Independent Living: With appropriate supports, some adults with serious mental illness can live independently.  Neighbours and other members of the community may agree to be part of a “natural support” network.

 

Stigma and Discrimination:  Continuing efforts to educate the public about serious mental illness will help overcome stigma.  (Editor’s note: A 2012 Report from the Ontario Human Rights Tribunal stated that much of the discrimination experienced by those with mental illness came from the health care system).

 

Violence: Most people with serious mental illness are not likely to become violent, especially if they are taking appropriate medication.  Violence is usually a result of feeling threatened.  Factors which contribute to violence are physical (architecture, lighting, narrow corridors), mental (disorientation and confusion), or emotional (abrupt invasion of personal space).

 

Privacy Legislation:  The current privacy legislation is a little unrealistic when it concerns those with serious mental illness.  Balance between the physical safety of the individual, or the family, or members of the community must take precedence over the rights of the individual to privacy.

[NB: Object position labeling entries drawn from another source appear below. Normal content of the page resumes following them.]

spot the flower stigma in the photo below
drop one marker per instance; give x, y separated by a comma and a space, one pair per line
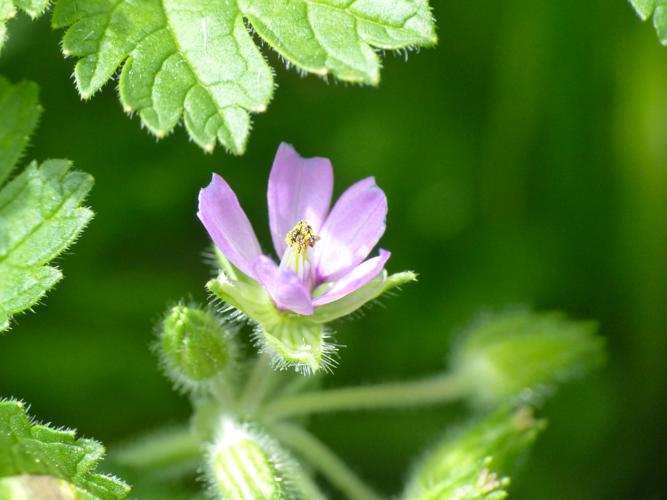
301, 237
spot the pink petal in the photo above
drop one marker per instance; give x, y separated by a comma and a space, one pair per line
299, 189
284, 286
354, 226
355, 279
228, 225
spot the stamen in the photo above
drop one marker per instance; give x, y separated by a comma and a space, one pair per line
301, 237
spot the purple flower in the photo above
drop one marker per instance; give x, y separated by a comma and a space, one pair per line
321, 251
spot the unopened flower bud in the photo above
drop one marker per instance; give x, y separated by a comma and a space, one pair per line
195, 345
523, 354
244, 464
474, 463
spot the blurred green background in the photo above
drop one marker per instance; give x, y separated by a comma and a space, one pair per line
525, 160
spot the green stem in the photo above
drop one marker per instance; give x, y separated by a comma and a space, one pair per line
432, 390
322, 458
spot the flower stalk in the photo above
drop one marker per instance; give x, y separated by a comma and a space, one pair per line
323, 459
433, 390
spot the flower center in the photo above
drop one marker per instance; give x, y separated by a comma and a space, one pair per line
301, 237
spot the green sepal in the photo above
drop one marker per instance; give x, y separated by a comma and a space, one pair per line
243, 462
522, 354
474, 463
195, 346
359, 298
30, 451
292, 340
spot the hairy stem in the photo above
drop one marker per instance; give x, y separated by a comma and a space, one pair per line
323, 459
432, 390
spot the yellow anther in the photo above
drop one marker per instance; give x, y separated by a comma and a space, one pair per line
301, 237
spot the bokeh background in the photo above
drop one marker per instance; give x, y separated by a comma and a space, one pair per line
525, 160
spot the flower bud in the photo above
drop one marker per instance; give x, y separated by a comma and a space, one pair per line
195, 345
474, 463
244, 464
524, 354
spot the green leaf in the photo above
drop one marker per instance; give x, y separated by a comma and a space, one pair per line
524, 354
195, 61
657, 8
8, 8
37, 461
40, 214
20, 111
474, 463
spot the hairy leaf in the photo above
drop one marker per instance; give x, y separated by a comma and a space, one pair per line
196, 61
8, 8
38, 461
40, 214
474, 463
657, 8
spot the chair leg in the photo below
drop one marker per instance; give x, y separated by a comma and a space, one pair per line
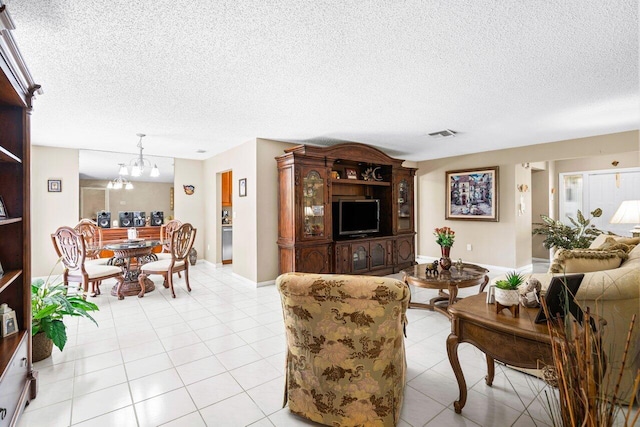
120, 280
142, 277
186, 278
85, 286
170, 280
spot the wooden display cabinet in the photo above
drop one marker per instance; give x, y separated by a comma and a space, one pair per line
17, 89
311, 179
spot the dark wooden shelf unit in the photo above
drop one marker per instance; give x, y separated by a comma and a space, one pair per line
307, 190
17, 89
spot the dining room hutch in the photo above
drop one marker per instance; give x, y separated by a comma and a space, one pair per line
17, 90
313, 180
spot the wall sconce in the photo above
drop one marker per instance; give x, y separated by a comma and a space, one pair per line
522, 188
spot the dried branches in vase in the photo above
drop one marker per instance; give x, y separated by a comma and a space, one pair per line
578, 371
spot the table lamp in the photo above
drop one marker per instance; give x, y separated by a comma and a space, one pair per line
628, 213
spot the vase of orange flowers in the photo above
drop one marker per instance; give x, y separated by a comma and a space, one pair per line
445, 237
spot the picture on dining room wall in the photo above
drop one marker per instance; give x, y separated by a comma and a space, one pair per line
472, 194
54, 185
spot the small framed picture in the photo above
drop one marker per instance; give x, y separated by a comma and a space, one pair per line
3, 209
242, 187
54, 185
9, 324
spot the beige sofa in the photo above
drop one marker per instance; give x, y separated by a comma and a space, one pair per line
613, 294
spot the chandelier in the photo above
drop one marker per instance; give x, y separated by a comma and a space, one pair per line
139, 164
120, 182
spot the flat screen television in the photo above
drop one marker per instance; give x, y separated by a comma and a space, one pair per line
356, 217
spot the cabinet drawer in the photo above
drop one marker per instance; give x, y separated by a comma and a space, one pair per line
13, 383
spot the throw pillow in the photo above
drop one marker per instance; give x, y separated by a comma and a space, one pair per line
586, 260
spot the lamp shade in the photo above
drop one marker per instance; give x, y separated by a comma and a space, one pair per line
627, 213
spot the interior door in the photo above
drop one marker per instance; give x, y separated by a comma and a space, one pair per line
92, 200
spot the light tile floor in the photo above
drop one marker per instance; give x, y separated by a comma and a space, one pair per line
215, 357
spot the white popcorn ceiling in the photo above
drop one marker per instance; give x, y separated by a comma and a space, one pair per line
209, 75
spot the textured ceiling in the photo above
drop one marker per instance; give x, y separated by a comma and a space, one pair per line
208, 75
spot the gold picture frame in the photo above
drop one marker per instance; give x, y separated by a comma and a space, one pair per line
472, 194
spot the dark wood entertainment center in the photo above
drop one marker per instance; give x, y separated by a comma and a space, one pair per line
312, 178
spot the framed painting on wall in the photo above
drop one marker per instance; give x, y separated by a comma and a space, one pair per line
472, 194
54, 185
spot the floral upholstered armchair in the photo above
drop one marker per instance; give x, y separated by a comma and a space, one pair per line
346, 361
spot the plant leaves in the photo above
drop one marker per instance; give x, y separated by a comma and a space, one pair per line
58, 333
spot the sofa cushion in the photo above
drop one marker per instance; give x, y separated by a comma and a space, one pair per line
586, 260
624, 243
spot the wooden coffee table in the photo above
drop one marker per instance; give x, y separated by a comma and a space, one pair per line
451, 280
516, 341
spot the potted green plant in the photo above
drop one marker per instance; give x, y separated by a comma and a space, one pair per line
50, 303
506, 290
559, 235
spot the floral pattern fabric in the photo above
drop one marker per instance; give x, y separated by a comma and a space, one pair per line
346, 362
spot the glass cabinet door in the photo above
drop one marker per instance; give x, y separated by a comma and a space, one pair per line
360, 258
404, 206
313, 193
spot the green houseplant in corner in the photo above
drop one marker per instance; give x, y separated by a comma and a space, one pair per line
506, 291
561, 236
50, 303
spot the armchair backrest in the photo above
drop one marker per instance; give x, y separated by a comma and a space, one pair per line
92, 235
182, 241
166, 230
70, 247
345, 340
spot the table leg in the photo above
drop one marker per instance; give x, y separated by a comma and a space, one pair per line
491, 369
452, 351
484, 284
453, 293
141, 279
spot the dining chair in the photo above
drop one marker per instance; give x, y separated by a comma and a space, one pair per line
92, 235
71, 248
180, 244
166, 230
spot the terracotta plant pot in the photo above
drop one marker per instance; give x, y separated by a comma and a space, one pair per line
507, 297
42, 347
445, 260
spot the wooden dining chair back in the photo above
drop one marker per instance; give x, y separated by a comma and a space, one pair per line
181, 243
70, 247
166, 230
92, 235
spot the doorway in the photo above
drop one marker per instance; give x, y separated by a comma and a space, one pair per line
226, 223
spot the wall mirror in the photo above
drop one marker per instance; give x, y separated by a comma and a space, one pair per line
98, 168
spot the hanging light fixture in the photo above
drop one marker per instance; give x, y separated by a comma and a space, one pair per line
139, 164
120, 182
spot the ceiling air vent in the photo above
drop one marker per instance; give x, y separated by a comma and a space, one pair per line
443, 133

Too many innocent people have died because the person with the illness has not allowed health information to be shared to the family. (Steve Mesic, Hamilton, 2013)  Often the person with the serious mental illness is psychotic and not able to make rational decisions about his or her right to keep health information private from family.  Please see Recommendation 14.4 of the 2013 Mental Health Commission of Canada Family Guidelines which states “Where a relative chooses not to involve the family caregivers, ensure that the reasons are explored, discussed and documented and that the service providers provide (to the family) basic information required to support the family member……”  Hopefully, this recommendation will be implemented soon as it could save lives.